Parse CSV data to get a count on rows with duplicate values

Question

I have a csv file (data.csv):

data
cn=Clark Kent,ou=users,ou=news,ou=employee,dc=company,dc=com
cn=Peter Parker,ou=News,ou=news,ou=employee,dc=company,dc=com
cn=Mary Jane,ou=News_HQ,ou=news,ou=employee,dc=company,dc=com
cn=Oliver Twist,ou=users,ou=news,ou=employee,dc=company,dc=com
cn=Mary Poppins,ou=Ice Cream,ou=ice cream,dc=company,dc=com
cn=David Tenant,ou=userMger,ou=ice cream,ou=employee,dc=company,dc=com
cn=Pepper Jack,ou=users,ou=store,ou=employee,dc=company,dc=com
cn=Eren Jaeger,ou=Store,ou=store,ou=employee,dc=company,dc=com
cn=Monty Python,ou=users,ou=store,dc=company,dc=com
cn=John Smith,ou=userMger,ou=store,ou=employee,dc=company,dc=com
cn=Anne Potts,ou=Sprinkles_HQ,ou=sprinkles,dc=company,dc=com
cn=Harry Styles,OU=Sprinkles,ou=sprinkles,ou=employee,dc=company,dc=com
cn=James Bond,ou=Sprinkles_HQ,ou=employee,dc=company,dc=com
cn=Harry Potter,ou=users,ou=sprinkles,ou=employee,dc=company,dc=com

I need to parse the data to the point where I can get a count of how many rows have the same name in ou. So for example, if there is Sprinkles_HQ, Sprinkles, or sprinkles, they should count as the same. And if a row has Sprinkles_HQ and sprinkles (two of the same name), the row should still count as one (not two).
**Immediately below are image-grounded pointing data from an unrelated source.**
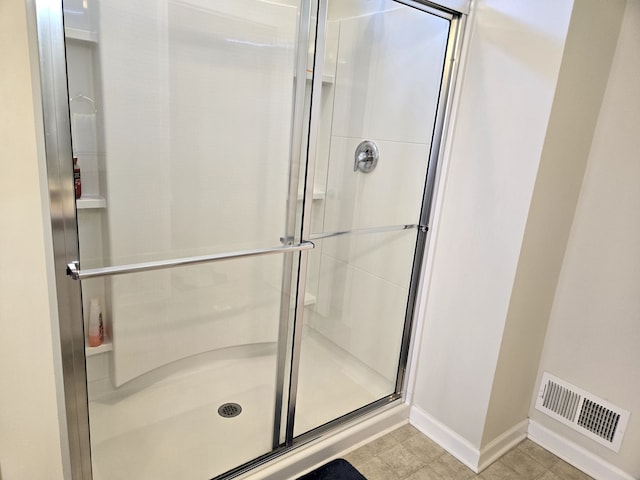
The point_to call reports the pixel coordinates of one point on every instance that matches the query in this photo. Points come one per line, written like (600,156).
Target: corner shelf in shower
(81,35)
(107,346)
(91,201)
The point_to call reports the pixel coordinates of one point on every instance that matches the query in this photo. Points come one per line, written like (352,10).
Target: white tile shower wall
(386,90)
(204,96)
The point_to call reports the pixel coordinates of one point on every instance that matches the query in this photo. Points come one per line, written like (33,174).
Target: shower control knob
(366,157)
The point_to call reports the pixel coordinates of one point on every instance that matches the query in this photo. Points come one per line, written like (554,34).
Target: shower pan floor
(167,426)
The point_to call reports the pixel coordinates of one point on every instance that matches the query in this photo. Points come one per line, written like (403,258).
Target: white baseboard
(453,443)
(574,454)
(502,444)
(317,452)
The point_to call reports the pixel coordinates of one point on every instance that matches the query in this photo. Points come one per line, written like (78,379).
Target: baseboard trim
(452,442)
(574,454)
(502,444)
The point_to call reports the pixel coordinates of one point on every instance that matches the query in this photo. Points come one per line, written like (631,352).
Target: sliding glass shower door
(251,207)
(381,87)
(187,121)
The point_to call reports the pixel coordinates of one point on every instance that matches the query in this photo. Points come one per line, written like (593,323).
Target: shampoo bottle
(77,180)
(96,328)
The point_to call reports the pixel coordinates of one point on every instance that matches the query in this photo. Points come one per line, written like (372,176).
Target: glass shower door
(380,94)
(187,120)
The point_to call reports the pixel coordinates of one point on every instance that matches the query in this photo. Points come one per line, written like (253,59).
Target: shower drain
(229,410)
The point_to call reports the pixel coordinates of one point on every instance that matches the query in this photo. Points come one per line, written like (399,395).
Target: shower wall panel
(196,102)
(386,90)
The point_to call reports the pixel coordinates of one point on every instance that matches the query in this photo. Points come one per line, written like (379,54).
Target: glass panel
(383,68)
(180,344)
(187,124)
(182,121)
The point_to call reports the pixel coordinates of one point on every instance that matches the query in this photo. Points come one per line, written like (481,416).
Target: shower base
(166,425)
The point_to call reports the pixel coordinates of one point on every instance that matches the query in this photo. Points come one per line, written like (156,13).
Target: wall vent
(593,417)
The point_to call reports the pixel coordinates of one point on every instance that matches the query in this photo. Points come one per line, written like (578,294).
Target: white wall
(29,431)
(594,327)
(505,100)
(588,54)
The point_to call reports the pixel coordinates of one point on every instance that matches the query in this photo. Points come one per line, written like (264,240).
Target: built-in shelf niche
(107,346)
(91,202)
(80,35)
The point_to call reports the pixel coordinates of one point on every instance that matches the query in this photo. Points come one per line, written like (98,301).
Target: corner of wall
(590,44)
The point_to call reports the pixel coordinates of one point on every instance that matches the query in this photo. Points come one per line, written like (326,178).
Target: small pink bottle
(96,327)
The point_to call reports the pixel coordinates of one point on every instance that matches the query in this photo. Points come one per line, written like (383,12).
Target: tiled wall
(387,82)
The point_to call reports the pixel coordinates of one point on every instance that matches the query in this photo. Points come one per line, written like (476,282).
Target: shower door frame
(55,104)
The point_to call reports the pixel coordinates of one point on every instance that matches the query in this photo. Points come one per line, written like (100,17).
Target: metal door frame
(56,117)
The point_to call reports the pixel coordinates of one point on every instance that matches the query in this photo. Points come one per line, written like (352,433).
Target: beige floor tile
(523,464)
(423,447)
(567,472)
(381,444)
(425,473)
(403,433)
(359,456)
(550,476)
(539,454)
(451,469)
(499,471)
(376,469)
(402,461)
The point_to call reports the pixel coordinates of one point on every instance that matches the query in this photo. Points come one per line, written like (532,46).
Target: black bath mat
(338,469)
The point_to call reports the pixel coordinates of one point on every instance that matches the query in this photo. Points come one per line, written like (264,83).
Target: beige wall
(29,431)
(591,42)
(506,96)
(594,327)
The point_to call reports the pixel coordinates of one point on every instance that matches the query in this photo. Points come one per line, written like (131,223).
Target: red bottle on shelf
(77,182)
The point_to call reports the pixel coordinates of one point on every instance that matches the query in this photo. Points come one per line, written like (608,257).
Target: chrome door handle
(74,272)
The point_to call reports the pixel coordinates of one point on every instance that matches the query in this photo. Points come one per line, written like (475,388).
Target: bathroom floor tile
(407,454)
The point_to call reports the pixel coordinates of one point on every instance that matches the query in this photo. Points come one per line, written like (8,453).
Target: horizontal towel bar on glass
(365,231)
(74,272)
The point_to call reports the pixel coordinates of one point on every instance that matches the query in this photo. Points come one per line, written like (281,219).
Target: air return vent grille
(582,411)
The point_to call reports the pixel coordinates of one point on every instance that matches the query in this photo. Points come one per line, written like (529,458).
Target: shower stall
(256,179)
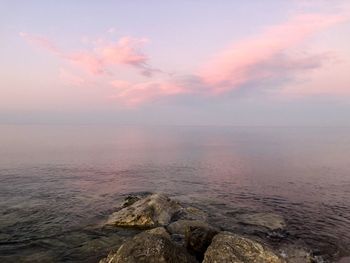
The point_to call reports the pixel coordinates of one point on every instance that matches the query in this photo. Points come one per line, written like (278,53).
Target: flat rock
(151,211)
(149,248)
(180,227)
(293,254)
(191,213)
(270,221)
(228,247)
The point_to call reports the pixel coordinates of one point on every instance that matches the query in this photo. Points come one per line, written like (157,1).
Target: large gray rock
(294,254)
(228,247)
(180,227)
(191,213)
(198,238)
(149,247)
(151,211)
(270,221)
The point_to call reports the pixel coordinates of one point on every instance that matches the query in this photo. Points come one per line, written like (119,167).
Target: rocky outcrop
(294,254)
(180,227)
(150,247)
(182,234)
(198,238)
(154,210)
(270,221)
(191,213)
(229,247)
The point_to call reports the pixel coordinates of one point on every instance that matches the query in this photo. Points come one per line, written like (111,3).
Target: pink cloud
(267,58)
(245,61)
(134,94)
(102,57)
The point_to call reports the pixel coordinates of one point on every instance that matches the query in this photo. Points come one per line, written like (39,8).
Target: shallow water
(58,183)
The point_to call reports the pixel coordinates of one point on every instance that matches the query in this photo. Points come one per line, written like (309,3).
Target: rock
(180,227)
(198,238)
(191,213)
(129,200)
(152,248)
(344,260)
(293,254)
(151,211)
(229,247)
(160,231)
(270,221)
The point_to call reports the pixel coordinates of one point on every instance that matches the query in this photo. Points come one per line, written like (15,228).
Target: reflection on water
(59,182)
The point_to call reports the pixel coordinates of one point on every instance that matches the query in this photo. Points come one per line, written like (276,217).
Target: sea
(59,184)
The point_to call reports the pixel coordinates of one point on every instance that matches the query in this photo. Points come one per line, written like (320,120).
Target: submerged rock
(229,247)
(129,200)
(151,211)
(191,213)
(198,238)
(270,221)
(180,227)
(150,247)
(293,254)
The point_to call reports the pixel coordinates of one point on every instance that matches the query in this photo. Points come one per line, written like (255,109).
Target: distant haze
(175,62)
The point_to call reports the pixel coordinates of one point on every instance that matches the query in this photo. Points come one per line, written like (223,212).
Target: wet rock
(198,238)
(160,231)
(270,221)
(129,200)
(151,211)
(293,254)
(229,247)
(147,247)
(344,260)
(191,213)
(180,227)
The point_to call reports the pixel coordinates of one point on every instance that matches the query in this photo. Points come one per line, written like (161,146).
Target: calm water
(58,183)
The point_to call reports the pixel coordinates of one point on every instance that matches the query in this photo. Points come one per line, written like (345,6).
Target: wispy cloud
(103,55)
(268,57)
(262,56)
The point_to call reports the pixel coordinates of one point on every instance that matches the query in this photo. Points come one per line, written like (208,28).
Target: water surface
(58,183)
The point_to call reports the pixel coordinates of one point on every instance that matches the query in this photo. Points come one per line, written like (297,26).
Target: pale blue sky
(302,83)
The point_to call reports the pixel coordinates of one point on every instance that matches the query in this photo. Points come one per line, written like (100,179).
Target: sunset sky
(151,62)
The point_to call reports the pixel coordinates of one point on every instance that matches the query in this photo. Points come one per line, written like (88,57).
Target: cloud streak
(268,57)
(104,55)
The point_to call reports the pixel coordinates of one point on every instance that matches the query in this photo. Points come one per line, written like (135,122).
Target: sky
(244,63)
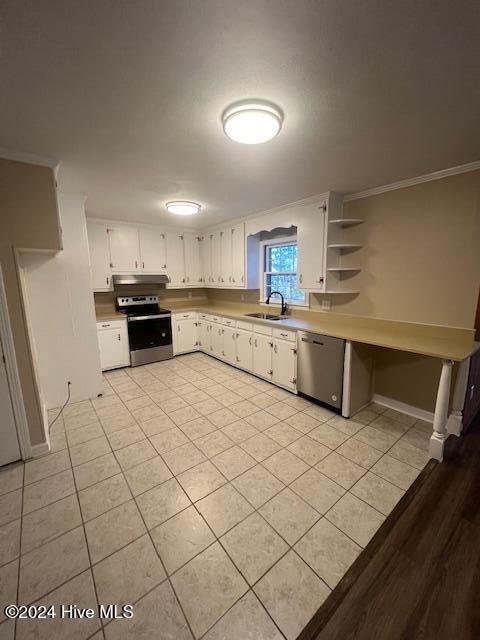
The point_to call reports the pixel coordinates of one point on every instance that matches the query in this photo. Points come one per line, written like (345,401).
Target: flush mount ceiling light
(183,207)
(252,122)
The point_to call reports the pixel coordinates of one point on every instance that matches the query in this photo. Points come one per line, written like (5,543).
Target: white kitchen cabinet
(215,241)
(229,346)
(310,242)
(284,364)
(226,257)
(262,355)
(238,255)
(244,344)
(113,344)
(124,249)
(175,259)
(99,256)
(206,259)
(204,335)
(193,270)
(216,345)
(186,336)
(152,250)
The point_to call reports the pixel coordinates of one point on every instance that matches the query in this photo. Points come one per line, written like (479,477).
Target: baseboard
(415,412)
(40,449)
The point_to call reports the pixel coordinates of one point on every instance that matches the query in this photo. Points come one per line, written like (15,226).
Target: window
(280,272)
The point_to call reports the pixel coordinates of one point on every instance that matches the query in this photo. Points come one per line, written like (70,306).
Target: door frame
(13,376)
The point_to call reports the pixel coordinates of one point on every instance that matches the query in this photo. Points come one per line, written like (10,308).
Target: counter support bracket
(439,435)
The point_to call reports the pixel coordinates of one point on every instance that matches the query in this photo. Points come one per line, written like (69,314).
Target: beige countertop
(448,343)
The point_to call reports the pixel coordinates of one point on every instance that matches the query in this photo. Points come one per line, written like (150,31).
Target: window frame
(263,245)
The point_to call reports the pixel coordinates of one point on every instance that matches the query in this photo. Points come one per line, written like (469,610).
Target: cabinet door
(310,242)
(113,344)
(124,249)
(216,346)
(175,260)
(226,257)
(262,355)
(238,255)
(215,258)
(244,354)
(152,251)
(99,256)
(205,260)
(193,273)
(284,364)
(186,336)
(229,349)
(204,335)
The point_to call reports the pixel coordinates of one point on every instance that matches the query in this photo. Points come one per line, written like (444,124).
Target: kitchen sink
(265,316)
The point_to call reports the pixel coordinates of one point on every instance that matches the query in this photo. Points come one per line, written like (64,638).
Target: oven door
(150,338)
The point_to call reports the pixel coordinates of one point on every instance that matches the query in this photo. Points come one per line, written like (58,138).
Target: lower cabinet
(284,364)
(244,345)
(113,344)
(269,354)
(185,336)
(262,355)
(229,346)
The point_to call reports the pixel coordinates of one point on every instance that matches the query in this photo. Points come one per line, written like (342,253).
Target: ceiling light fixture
(183,207)
(252,122)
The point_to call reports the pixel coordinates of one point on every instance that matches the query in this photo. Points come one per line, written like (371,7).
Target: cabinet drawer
(285,334)
(262,329)
(110,324)
(246,326)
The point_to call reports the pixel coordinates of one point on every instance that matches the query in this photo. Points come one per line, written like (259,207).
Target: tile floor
(218,505)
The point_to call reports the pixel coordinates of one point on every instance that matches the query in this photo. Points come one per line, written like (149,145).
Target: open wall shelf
(342,245)
(345,222)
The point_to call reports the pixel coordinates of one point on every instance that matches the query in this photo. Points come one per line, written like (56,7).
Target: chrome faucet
(284,304)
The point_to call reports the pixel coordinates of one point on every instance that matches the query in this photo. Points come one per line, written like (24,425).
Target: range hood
(140,278)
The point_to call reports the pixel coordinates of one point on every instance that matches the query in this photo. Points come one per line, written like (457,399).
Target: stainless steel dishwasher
(320,367)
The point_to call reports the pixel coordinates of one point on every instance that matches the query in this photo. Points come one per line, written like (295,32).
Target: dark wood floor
(420,576)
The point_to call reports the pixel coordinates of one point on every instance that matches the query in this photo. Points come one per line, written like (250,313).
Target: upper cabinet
(124,248)
(311,248)
(223,257)
(175,259)
(99,256)
(193,269)
(152,250)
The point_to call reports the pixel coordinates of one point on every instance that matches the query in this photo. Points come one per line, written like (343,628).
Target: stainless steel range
(149,329)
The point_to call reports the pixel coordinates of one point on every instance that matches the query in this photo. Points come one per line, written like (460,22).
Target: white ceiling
(128,95)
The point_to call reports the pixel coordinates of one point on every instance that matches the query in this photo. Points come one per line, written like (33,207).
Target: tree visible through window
(281,271)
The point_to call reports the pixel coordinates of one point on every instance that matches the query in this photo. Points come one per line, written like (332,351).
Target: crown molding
(410,182)
(29,158)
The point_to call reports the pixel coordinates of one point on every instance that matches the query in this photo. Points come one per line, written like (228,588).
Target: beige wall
(421,259)
(28,219)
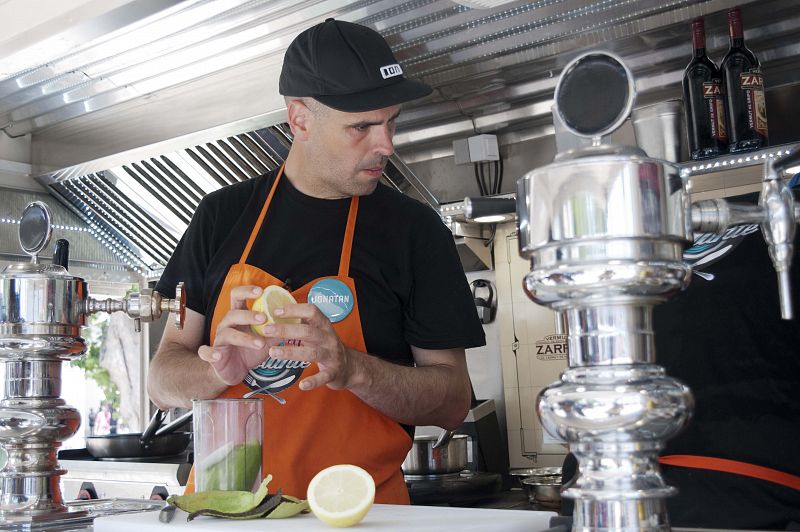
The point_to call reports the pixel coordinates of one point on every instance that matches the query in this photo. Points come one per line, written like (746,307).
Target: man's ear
(300,118)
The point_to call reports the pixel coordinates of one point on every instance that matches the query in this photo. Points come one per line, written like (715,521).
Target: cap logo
(390,71)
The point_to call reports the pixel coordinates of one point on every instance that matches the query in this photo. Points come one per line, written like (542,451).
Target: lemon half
(271,298)
(341,495)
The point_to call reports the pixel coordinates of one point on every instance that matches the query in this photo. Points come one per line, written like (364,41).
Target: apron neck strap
(347,245)
(257,226)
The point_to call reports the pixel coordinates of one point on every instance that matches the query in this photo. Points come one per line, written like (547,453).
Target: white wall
(532,358)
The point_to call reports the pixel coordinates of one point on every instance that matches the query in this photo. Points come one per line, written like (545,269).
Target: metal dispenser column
(605,228)
(42,310)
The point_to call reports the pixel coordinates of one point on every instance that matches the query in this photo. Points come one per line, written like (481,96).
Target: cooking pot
(154,441)
(437,455)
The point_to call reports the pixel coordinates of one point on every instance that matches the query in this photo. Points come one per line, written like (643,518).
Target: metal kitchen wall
(135,82)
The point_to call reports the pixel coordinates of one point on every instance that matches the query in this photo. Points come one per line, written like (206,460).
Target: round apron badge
(333,298)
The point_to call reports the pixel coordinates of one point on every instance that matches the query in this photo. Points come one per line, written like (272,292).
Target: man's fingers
(209,354)
(315,381)
(240,295)
(239,338)
(301,331)
(305,311)
(238,318)
(293,352)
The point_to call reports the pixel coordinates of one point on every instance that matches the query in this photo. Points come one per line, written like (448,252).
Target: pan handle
(147,436)
(175,424)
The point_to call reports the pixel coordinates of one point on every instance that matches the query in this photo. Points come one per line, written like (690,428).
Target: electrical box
(477,149)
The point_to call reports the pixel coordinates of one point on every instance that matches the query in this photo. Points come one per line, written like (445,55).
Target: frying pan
(150,443)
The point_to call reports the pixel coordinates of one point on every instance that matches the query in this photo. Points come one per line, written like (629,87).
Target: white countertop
(381,518)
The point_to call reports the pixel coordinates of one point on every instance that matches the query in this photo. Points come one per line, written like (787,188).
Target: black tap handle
(61,253)
(788,161)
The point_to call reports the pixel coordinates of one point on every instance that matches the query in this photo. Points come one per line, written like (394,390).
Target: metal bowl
(543,491)
(541,473)
(425,459)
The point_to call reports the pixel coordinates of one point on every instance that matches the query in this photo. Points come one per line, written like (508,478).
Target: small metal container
(543,491)
(537,473)
(425,459)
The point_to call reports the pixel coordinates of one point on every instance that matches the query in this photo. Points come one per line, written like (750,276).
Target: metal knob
(776,213)
(144,306)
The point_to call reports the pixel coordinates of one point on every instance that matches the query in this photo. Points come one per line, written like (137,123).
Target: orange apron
(732,466)
(322,427)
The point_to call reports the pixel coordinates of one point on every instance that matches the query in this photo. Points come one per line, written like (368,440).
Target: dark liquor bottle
(704,101)
(744,92)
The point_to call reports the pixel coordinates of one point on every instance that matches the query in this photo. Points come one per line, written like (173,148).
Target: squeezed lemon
(341,495)
(273,297)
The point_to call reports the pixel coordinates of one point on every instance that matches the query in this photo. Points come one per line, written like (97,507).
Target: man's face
(350,150)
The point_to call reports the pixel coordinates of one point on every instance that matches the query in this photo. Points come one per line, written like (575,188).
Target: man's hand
(236,348)
(318,342)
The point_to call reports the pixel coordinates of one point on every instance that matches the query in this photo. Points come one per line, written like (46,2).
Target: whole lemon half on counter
(273,297)
(341,495)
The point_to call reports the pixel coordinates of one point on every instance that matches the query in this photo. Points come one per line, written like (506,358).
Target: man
(390,354)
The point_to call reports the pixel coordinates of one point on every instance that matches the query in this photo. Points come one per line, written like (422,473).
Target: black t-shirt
(409,283)
(724,338)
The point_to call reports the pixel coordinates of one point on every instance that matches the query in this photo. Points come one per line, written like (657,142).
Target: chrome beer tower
(605,228)
(42,310)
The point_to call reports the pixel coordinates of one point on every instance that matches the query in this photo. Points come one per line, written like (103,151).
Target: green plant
(95,333)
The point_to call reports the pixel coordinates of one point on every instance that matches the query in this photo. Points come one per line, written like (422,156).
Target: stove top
(455,489)
(186,457)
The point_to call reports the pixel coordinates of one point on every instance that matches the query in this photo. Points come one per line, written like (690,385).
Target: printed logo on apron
(709,248)
(272,375)
(333,298)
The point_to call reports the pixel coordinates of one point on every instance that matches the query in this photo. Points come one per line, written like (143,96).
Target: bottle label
(712,92)
(752,84)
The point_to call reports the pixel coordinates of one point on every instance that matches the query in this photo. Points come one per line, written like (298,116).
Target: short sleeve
(440,313)
(190,260)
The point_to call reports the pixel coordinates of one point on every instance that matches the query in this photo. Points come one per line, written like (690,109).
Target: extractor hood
(137,108)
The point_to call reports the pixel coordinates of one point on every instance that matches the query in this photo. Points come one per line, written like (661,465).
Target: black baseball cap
(348,67)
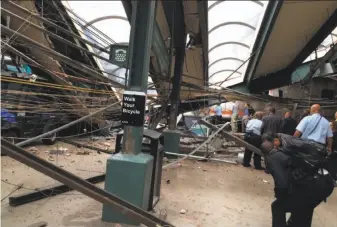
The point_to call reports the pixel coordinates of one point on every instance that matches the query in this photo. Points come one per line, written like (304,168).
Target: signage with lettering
(118,54)
(133,108)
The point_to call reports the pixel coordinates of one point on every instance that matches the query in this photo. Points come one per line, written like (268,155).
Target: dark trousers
(302,202)
(254,140)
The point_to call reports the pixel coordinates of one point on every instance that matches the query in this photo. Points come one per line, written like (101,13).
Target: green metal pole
(142,25)
(129,173)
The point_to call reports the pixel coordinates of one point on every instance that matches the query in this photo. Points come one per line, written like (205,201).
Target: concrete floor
(213,195)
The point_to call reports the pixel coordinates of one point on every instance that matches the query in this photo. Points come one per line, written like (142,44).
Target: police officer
(315,127)
(300,198)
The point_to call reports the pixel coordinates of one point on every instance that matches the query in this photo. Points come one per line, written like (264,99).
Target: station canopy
(105,23)
(232,30)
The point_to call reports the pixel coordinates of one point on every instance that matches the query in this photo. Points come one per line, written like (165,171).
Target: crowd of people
(299,199)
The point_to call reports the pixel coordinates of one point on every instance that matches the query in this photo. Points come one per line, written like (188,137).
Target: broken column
(128,173)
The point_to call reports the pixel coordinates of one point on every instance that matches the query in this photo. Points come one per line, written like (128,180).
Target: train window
(280,93)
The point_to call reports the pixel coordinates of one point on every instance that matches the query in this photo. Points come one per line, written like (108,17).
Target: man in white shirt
(315,127)
(253,136)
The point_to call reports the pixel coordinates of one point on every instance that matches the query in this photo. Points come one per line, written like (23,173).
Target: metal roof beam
(105,18)
(232,23)
(225,59)
(223,70)
(219,2)
(283,77)
(266,27)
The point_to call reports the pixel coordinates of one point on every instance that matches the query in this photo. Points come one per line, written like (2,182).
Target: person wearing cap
(315,127)
(288,124)
(300,198)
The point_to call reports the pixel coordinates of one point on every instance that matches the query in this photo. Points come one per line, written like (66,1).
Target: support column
(128,174)
(172,135)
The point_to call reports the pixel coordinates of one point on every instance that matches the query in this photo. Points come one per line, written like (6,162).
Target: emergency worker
(253,136)
(300,198)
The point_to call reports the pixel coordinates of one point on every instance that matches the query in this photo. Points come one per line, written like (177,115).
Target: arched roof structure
(232,28)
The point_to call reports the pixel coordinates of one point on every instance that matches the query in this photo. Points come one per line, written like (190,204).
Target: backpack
(307,157)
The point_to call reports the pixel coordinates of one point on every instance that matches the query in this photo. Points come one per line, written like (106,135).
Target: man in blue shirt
(253,136)
(315,127)
(218,113)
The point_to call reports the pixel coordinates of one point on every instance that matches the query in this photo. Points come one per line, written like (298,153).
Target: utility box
(153,145)
(128,176)
(119,54)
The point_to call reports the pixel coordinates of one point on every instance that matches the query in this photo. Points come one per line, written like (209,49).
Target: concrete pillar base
(128,176)
(172,141)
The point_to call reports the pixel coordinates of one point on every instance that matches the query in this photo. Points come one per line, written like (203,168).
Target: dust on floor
(212,194)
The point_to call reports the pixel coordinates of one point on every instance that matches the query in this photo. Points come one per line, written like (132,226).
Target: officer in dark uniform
(300,198)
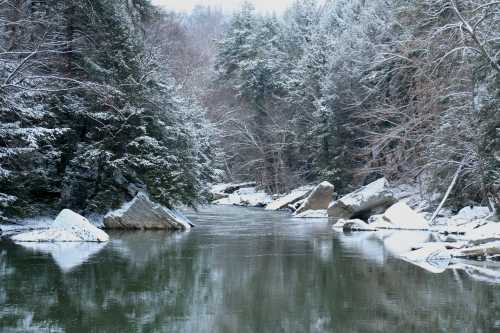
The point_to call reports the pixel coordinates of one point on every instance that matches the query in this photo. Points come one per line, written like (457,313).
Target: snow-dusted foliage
(351,90)
(90,112)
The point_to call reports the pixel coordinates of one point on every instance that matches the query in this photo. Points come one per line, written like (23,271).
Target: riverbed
(240,270)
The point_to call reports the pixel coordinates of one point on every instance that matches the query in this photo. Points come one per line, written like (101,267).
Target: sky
(262,6)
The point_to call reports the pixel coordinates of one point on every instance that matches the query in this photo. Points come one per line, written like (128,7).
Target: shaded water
(240,270)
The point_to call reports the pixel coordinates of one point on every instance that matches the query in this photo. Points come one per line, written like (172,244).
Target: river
(240,270)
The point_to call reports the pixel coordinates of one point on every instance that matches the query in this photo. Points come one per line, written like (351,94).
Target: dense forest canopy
(100,99)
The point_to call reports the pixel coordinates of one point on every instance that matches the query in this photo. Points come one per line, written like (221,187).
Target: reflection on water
(67,255)
(241,270)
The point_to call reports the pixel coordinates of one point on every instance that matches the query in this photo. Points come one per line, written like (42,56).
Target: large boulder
(141,214)
(370,199)
(319,198)
(67,227)
(295,195)
(356,225)
(220,191)
(484,233)
(401,216)
(434,258)
(313,214)
(248,196)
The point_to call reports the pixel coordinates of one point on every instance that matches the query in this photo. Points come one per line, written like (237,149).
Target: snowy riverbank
(431,240)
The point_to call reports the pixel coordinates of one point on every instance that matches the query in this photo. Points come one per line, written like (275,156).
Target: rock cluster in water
(378,207)
(139,214)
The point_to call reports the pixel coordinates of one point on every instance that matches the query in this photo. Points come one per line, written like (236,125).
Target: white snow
(67,255)
(401,216)
(67,227)
(357,225)
(314,214)
(221,188)
(246,197)
(434,258)
(472,213)
(488,231)
(365,193)
(289,198)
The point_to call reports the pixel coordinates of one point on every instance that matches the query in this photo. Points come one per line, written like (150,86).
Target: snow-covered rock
(284,201)
(487,232)
(401,216)
(141,213)
(339,224)
(67,255)
(220,191)
(376,195)
(246,197)
(67,227)
(313,214)
(398,242)
(357,225)
(434,258)
(482,251)
(472,213)
(319,199)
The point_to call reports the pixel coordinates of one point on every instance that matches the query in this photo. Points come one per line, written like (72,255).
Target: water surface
(241,270)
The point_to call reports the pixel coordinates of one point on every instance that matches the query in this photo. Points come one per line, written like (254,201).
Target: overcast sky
(227,5)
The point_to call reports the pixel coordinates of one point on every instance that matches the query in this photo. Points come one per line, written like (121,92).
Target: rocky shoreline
(379,208)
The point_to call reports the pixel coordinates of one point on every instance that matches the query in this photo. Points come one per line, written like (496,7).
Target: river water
(240,270)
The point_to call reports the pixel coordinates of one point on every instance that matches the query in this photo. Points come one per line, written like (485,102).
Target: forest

My desired output is something similar to this:

News, 4
Ice Cream, 2
Store, 4
Sprinkles, 4

The first steps I took was to read my csv file, the convert to my csv into a dataframe. I did this using Pandas:

#open file
file = open(directory)

#read csv and the column I want
df = pd.read_csv(file, usecols=['data'])
#make into a dataframe
rowData = pd.DataFrame(df)

Then in order to make parsing my data easier for me, I separated each row into comma separated values. Then converted those values into a list of list (each row is a list). Then remove any None values. Then I need to move all the data that starts with 'OU=' into its own list, and if any of the data has 'user' or 'userMger' or 'employee', I will remove those values from the list. This is my code as of now:

#splits the dataframe into comma separate values
lines =rowData['data'].str.split(",", expand=True)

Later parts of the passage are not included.